1. Sudoyo AW, Setiyohadi B, Alwi I, Simadibrata M, Setiati S. Buku ajar ilmu penyakit
dalam. Jakarta: Interna Publishing; 2009.h.721-3.
2. Heuman, Douglas M. Gallstones (Cholelithiasis). 30 Maret 2017. Diunduh dari
https://emedicine.medscape.com/article/175667-overview
3. Price SA. Patofisiologi. Jakarta: Penerbit Buku Kedokteran EGC; 2010. h.504-7.
4. Grace PA, Borley NR. Ilmu bedah ed 3. Jakarta: Erlangga.2007.h.121-2.
5. Sjamsuhidajat, R. Buku ajar ilmu bedah . Ed-2. Jakarta: EGC; 2006. h.639-45.
6. Sulaiman HA, Akbar HN, Lesmana LA, Sjaifoellah. Buku ajar ilmu penyakit hati.
Edisi ke-1. Jakarta: CV Sagung Seto; 2012.

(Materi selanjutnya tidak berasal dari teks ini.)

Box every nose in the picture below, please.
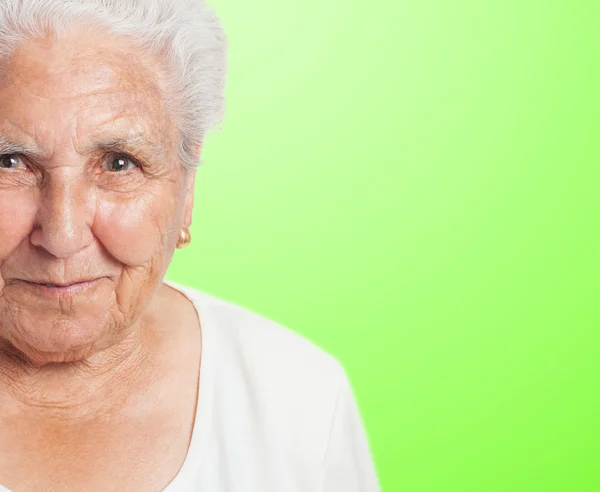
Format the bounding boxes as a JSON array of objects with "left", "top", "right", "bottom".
[{"left": 31, "top": 169, "right": 93, "bottom": 259}]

7. Sjamsuhidajat R, Jong W. Buku ajar ilmu bedah ed 3. Jakarta: EGC, 2010.h.663-705.
8. Setiawati S. Buku ajar ilmu penyakit dalam. Edisi VI, jilid I. Jakarta: Interna
Publishing; 2014.
9. Nurleili S, Airlina I, Lubis AM. Problem diagnostik dan tata laksana primary
sclerosing cholangitis. Jurnal Penyakit Dalam Indonesia 2016:3(3);158-60.
10. Cahyono JBSB. Batu empedu. Yogyakarta: Penerbit Kanisius; 2009. h. 54.